Let’s add keys to tables. Belows are default keys specified in dss.ri.

ALTER TABLE REGION
ADD PRIMARY KEY (R_REGIONKEY);

ALTER TABLE NATION
ADD PRIMARY KEY (N_NATIONKEY),
ADD PRIMARY KEY (N_REGIONKEY);

ALTER TABLE CUSTOMER
ADD PRIMARY KEY (C_CUSTKEY),
ADD KEY (C_NATIONKEY);

ALTER TABLE SUPPLIER
ADD PRIMARY KEY (S_SUPPKEY),
ADD KEY (S_NATIONKEY);

ALTER TABLE PART
ADD PRIMARY KEY (P_PARTKEY);

ALTER TABLE PARTSUPP
ADD PRIMARY KEY (PS_PARTKEY,PS_SUPPKEY),
ADD KEY (PS_PARTKEY),
ADD KEY (PS_SUPPKEY);

ALTER TABLE ORDERS
ADD PRIMARY KEY (O_ORDERKEY),
ADD KEY (O_CUSTKEY);

ALTER TABLE LINEITEM
ADD PRIMARY KEY (L_ORDERKEY,L_LINENUMBER),
ADD KEY (L_ORDERKEY),
ADD KEY (L_PARTKEY,L_SUPPKEY);

If you are using the InnoDB engine and want to test TPC-H under transaction environment, then specify the foreign key like below.
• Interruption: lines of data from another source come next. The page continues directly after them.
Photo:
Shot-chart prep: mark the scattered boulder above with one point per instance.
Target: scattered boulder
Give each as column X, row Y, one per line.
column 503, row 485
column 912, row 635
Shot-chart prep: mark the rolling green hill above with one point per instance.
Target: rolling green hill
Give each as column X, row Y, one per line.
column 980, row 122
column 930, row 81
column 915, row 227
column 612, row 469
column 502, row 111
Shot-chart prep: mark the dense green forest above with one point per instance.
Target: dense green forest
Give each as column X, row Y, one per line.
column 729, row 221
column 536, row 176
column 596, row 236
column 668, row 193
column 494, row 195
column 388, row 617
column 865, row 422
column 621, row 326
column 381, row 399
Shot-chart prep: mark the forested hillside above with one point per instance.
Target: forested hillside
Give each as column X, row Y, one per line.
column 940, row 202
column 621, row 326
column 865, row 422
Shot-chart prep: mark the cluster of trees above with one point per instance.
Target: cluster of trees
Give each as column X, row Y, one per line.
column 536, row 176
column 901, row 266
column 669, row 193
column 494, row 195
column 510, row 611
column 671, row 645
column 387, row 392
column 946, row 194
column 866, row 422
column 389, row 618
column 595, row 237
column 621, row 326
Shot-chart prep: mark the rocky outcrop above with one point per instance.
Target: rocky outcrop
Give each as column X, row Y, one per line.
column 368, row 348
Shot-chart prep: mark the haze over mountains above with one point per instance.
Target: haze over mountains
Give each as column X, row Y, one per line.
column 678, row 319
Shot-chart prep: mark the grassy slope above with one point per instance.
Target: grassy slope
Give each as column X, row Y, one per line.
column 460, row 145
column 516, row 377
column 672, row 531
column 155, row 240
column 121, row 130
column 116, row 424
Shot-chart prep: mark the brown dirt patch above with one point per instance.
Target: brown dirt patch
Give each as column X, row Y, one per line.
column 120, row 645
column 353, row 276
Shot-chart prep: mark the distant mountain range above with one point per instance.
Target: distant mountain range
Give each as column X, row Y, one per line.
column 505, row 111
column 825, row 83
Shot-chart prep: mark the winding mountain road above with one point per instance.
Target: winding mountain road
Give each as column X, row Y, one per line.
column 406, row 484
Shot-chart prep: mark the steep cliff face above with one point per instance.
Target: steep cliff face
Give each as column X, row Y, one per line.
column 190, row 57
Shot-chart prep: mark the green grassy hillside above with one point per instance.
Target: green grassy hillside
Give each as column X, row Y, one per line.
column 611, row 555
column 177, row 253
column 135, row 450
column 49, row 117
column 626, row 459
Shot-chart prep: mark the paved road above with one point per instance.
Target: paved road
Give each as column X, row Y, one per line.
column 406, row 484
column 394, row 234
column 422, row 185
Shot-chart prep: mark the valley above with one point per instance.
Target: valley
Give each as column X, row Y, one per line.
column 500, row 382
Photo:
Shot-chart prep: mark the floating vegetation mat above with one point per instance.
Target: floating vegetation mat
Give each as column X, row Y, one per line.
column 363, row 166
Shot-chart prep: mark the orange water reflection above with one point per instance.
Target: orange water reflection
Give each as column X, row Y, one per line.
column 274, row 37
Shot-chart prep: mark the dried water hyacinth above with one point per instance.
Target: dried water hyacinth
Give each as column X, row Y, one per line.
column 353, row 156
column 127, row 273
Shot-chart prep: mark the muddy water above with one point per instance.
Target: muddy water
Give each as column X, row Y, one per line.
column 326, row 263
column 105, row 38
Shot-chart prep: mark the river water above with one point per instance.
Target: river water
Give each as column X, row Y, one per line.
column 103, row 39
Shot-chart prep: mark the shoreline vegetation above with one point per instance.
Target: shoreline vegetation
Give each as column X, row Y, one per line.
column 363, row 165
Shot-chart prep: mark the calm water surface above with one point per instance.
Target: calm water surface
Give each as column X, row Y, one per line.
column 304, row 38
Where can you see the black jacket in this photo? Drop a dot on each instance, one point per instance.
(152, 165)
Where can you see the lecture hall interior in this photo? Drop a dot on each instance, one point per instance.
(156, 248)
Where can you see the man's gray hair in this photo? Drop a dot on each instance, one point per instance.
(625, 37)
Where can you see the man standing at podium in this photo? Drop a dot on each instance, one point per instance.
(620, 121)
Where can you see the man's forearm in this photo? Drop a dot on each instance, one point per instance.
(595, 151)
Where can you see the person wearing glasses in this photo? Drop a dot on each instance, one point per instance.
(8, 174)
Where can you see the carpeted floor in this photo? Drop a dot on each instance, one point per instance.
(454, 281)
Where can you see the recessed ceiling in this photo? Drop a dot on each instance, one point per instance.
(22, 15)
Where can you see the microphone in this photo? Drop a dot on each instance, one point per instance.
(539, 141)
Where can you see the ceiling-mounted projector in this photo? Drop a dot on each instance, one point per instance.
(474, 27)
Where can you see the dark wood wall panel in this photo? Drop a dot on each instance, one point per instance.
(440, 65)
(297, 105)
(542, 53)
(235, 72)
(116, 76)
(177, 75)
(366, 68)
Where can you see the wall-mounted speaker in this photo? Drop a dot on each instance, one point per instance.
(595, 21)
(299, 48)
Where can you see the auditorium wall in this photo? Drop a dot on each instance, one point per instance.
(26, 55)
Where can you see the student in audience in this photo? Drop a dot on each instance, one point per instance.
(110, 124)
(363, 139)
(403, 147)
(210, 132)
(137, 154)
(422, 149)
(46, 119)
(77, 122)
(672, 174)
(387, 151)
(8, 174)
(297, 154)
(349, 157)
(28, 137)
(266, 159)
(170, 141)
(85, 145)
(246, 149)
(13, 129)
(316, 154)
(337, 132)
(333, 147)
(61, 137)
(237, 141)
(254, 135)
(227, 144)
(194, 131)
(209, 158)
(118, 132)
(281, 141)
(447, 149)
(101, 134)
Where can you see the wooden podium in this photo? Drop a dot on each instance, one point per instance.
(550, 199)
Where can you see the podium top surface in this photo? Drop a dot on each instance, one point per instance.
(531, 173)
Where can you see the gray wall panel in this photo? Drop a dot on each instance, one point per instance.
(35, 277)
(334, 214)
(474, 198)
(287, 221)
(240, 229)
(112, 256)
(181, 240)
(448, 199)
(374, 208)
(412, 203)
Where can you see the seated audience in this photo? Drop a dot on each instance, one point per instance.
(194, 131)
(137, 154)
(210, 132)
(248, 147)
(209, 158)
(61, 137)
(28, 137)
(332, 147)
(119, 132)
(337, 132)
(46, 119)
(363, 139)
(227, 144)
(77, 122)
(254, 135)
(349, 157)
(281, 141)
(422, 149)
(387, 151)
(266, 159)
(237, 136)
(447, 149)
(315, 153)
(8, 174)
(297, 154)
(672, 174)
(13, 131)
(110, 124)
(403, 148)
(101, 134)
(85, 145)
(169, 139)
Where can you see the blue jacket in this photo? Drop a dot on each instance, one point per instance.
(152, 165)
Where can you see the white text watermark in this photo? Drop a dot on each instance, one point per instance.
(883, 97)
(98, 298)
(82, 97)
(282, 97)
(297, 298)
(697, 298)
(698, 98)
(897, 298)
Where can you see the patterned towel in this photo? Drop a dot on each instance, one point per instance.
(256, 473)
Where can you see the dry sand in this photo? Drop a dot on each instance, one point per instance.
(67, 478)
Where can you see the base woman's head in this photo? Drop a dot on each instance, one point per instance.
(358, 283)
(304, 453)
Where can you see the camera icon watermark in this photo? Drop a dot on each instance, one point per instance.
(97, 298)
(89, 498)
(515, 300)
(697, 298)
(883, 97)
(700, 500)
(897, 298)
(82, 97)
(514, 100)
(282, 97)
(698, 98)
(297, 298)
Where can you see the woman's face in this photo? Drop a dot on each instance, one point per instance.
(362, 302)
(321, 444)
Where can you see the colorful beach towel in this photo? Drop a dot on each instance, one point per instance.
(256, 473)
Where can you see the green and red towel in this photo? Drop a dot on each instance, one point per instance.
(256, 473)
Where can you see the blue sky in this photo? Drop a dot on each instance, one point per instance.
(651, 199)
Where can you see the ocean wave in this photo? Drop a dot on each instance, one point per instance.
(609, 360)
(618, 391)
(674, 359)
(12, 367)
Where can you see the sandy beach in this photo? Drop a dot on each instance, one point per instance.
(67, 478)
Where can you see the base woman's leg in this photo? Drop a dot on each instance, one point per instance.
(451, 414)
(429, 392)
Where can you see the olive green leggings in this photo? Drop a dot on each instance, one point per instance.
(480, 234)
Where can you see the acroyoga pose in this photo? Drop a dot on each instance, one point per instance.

Be aware to the order of statements that should comply with the foreign key order.


ALTER TABLE NATION
ADD FOREIGN KEY NATION_FK1 (N_REGIONKEY) references REGION (R_REGIONKEY);

ALTER TABLE SUPPLIER
ADD FOREIGN KEY SUPPLIER_FK1 (S_NATIONKEY) references NATION (N_NATIONKEY);

ALTER TABLE CUSTOMER
ADD FOREIGN KEY CUSTOMER_FK1 (C_NATIONKEY) references NATION (N_NATIONKEY);

ALTER TABLE PARTSUPP
ADD FOREIGN KEY PARTSUPP_FK1 (PS_SUPPKEY) references SUPPLIER (S_SUPPKEY),
ADD FOREIGN KEY PARTSUPP_FK2 (PS_PARTKEY) references PART (P_PARTKEY);

ALTER TABLE ORDERS
ADD FOREIGN KEY ORDERS_FK1 (O_CUSTKEY) references CUSTOMER (C_CUSTKEY);

ALTER TABLE LINEITEM
ADD FOREIGN KEY LINEITEM_FK1 (L_ORDERKEY)  references ORDERS (O_ORDERKEY),
ADD FOREIGN KEY LINEITEM_FK2 (L_PARTKEY,L_SUPPKEY) references PARTSUPP (PS_PARTKEY,PS_SUPPKEY);

Setup MonetDB

Up to above, I created the enviornment for MySQL database. On this section I am talking about MonetDB. The reason that I decided to put this db is because it is column-based database specifically good for data-ware housing. You would see the speed comparison between MySQL and MonetDB at the end. If not interested in MonetDB, jump to the below section.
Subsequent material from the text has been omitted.